Where else could you find Roman ruins in an underground parking garage? Digging just about anywhere in Córdoba gives a good chance of unearthing antiquities. One case in point is the discovery of a Roman amphitheater under the Veterinary Faculty of the University of Córdoba, during a planned extension of the facility. The huge, oval-shaped, sunken amphitheater dating from the first century CE had seen gladiators battling each other and spectacles involving lions (not a giant step from such games to the later bullfights popular in Spain). It seems that the amphitheater was sometimes filled with water for the purpose of staging entertaining naval battles. The Córdoba amphitheater is believed to be Europe’s largest after the Coliseum in Rome. Discovery of the amphitheater (still not available for public viewing) has elevated Corduba’s (as it was known) status within the ancient Roman world, as the capital of Baetica.
The Roman Temple, a stone’s throw away from the Art Nouveau Plaza de las Tendillas, was dedicated to the imperial cult of Caesar. The temple was constructed in the first century CE. These temple ruins were discovered in the 1950’s during the expansion of Córdoba City Hall.
There is a Roman Bridge reaching across the great Guadalquivir River. The Guadalquivir flows through the city of Sevilla, on its way to the Atlantic. At one time, the river provided a major navigable route connecting Córdoba to the Ocean, no doubt contributing to its development as a great metropolis, important from Roman times through the reign of the Moors. Today, only the stretch from Sevilla to the ocean is navigable.
A wonderful introduction to the history of Córdoba and Andalucía can be found in the Archeological and Ethnographic Museum of Córdoba. Modern humans appeared in the Iberian Peninsula at least 40,000 years ago. The Peninsula has always been a crossroads linking Europe and Africa. Evidence of an Iberian culture (south-eastern part of the peninsula) dates from the sixth century BCE. Iberians arrived in the peninsula perhaps around 1600 BCE (or even earlier) coming along the Mediterranean coast from Europe and probably Africa. The Museum contains a beautiful Iberian lion sculpture from the IV c. BCE depicted in the photo below.
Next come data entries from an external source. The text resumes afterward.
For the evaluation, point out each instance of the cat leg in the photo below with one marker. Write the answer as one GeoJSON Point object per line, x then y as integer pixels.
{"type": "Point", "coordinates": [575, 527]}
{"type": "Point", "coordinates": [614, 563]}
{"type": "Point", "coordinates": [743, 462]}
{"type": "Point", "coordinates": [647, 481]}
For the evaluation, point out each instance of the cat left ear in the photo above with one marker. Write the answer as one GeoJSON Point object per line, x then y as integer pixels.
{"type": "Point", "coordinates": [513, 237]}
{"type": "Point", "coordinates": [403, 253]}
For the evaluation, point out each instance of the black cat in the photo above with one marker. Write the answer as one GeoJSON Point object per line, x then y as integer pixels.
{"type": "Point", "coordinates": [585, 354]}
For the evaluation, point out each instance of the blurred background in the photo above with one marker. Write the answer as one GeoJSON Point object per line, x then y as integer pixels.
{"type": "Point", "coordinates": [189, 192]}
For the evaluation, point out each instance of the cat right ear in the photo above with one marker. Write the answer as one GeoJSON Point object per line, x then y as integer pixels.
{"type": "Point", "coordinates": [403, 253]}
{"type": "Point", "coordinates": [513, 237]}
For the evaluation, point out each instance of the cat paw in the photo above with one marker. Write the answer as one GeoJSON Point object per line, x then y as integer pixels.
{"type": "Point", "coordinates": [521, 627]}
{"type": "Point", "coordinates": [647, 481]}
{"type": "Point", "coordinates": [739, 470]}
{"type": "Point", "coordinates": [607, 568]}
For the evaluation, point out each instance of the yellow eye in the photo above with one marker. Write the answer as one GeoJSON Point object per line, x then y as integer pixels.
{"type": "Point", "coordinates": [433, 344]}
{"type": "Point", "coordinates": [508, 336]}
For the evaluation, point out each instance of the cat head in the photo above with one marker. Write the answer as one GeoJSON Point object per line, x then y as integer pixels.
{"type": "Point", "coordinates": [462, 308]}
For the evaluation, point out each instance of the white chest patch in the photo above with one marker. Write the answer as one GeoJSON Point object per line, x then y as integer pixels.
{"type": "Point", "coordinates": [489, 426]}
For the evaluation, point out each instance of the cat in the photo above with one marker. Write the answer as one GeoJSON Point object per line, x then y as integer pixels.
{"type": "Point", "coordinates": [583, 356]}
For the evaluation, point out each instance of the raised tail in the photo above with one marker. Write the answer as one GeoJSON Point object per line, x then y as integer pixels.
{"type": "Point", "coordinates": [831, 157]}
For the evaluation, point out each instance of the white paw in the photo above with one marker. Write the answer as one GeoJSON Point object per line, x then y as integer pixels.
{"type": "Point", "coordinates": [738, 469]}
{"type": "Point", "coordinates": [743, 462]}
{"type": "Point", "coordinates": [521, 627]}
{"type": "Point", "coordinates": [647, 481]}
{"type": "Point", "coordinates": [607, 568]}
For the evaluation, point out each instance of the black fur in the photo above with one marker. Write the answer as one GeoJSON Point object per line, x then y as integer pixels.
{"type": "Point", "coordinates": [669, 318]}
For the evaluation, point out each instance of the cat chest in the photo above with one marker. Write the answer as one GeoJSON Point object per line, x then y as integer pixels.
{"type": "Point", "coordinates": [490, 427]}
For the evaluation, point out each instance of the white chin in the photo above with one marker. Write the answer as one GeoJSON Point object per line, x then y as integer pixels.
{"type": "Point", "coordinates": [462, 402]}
After the fall of the Roman Empire, the city of Córdoba eventually submitted to Visigothic rule. The Visigoths were a people coming into the Peninsula from the north, having established a kingdom in Southern Gaul (today’s France). The Visigoths at times worked with the Romans and at times against the Romans. In the end, the Visigoths were recruited by the Romans to help them rid the Peninsula of marauding Germanic tribes and to establish order. In the 490’s CE Visigothic families began to come to live in Spain. They converted to Christianity and established the Visigothic Kingdom, which survived for a couple of centuries or so until internal strife led to the transition to Moorish rule.
The Moors from North Africa resided in the Iberian Peninsula for seven centuries! They have left magnificent architecture in Andalucía. The most iconic Moorish building to visit in Córdoba is the Mezquita, a mosque built over a Visigothic church with a Christian chapel plopped on top of it. The Moorish parts of the structure can be seen in the four photos below.
The next three photos below are from the Catholic part of La Mezquita plopped down onto the Moorish part.
The Alcázar in Córdoba is not like the Alcázar in Sevilla (apparently some people confuse the two and are severely disappointed). We did not visit it, but would have had we more time.
The Chapel of St. Bartolomé is a little gem worth touring. It is an example of Mudejar architecture, a fusion of Moorish and Christian styles.
Córdoba was a major center of Sephardic Jewish life. There is a synagogue and a Museum of Sephardic Jews. Maimonides, an important philosopher and scholar of Jewish origin, was born in Córdoba.
The Plaza de las Tendillas is a surprising and beautiful place in Córdoba, with several Art Nouveau buildings.
Córdoba is a fortified city with city walls and gates.
When you visit Córdoba, be sure to explore the winding, narrow streets and passageways of the old town.
We were in Córdoba on precisely those days when there were no performances at the Royal Stables. We settled for a training session. The beautiful Andalusian horses were a joy to watch. What a fitting end to our stay in Córdoba.